En 2023, un phénomène sismique étrange et répétitif a
captivé l’attention des scientifiques du monde entier. Pendant neuf
jours, la Terre a émis une impulsion sismique toutes les 90
secondes, une sorte de signal régulier qui défiait toute
explication. Ce signal mystérieux provenait d’un lieu à la fois
lointain et spectaculaire : le fjord Dickson, au Groenland.

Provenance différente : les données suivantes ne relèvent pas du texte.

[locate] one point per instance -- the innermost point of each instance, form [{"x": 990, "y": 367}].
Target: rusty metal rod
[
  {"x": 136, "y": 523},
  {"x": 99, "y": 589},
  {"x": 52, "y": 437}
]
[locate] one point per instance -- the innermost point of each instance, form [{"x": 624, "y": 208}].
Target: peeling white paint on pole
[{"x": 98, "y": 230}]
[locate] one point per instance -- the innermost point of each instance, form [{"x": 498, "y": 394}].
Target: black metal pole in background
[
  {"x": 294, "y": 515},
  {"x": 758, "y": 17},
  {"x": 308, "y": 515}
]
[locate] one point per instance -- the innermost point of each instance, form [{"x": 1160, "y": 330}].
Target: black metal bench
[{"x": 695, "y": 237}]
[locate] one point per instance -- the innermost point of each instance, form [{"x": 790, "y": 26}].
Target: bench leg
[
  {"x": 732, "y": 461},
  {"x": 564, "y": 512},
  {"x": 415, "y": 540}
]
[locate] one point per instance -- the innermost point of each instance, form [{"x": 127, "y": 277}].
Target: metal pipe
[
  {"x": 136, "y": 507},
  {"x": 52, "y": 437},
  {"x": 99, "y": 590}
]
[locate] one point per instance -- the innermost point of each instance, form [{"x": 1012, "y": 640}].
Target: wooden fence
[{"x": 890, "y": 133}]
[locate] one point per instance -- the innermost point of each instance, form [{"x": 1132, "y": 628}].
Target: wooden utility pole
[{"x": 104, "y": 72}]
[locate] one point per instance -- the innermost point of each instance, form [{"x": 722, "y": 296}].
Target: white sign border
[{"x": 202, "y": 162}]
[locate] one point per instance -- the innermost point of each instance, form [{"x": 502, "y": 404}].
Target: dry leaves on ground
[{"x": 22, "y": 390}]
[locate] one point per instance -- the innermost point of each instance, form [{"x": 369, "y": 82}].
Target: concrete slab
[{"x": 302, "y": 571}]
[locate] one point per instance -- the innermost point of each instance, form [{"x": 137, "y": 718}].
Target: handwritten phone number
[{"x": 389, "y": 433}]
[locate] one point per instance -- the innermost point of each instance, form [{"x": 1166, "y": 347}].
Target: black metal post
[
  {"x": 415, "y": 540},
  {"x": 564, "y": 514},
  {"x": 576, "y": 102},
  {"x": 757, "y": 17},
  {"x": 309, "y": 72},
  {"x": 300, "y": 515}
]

À première vue, ces signaux
semblaient être liés à un phénomène naturel rare et complexe appelé
seiche — une oscillation de l’eau dans un bassin fermé ou
semi-fermé. Mais faute de preuves concrètes, cette hypothèse
restait floue, voire controversée. Aujourd’hui, grâce à la
technologie avancée d’un satellite de la NASA, les chercheurs ont
enfin pu confirmer la nature exacte de ces signaux et comprendre ce
qui se passait réellement dans les profondeurs glacées du
fjord.
Un signal répétitif et
inexpliqué
L’histoire commence en
septembre 2023, lorsque des capteurs sismiques dispersés sur Terre
ont enregistré une impulsion régulière, comme un battement de cœur,
émanant du fjord Dickson. Cette impulsion se répétait toutes les 90
secondes et a duré plusieurs jours avant de s’arrêter, puis de
réapparaître en octobre.
Ce signal inhabituel était
probablement lié à un événement majeur : un glissement de terrain
sous-marin déclenchant un mégatsunami dans ce fjord glacial. Ce
tsunami a non seulement provoqué un bouleversement majeur de
l’écosystème local, mais aussi généré des vibrations sismiques
inhabituelles à très basse fréquence.
Qu’est-ce qu’une seiche
?
Pour comprendre ces signaux,
il faut s’intéresser au phénomène de la seiche. Une seiche est une
onde stationnaire, c’est-à-dire un balancement d’eau piégé dans une
étendue d’eau fermée ou partiellement fermée — comme un lac, une
baie, ou dans ce cas, un fjord. Lorsqu’un fort événement, comme un
tsunami ou un coup de vent violent, déplace l’eau d’un côté à
l’autre, cette dernière peut osciller pendant des heures, voire des
jours.
Dans le cas du fjord Dickson,
le tsunami déclenché par le glissement de terrain a soulevé une
masse d’eau qui a ensuite commencé à se balancer d’avant en
arrière, créant cette oscillation régulière que les sismographes
ont détectée.
Des observations qui
échappaient aux technologies précédentes
Détecter une seiche, aussi
spectaculaire soit-elle, n’est pas une mince affaire. Les
satellites traditionnels chargés de mesurer la hauteur des vagues —
les altimètres satellitaires — ont des limites importantes. Ils ne
peuvent pas mesurer en continu les variations de la surface de
l’eau sur de longues périodes, et leur champ d’observation est
limité à une bande étroite juste sous le satellite, ce qui empêche
de saisir la dynamique complète d’un phénomène aussi étendu.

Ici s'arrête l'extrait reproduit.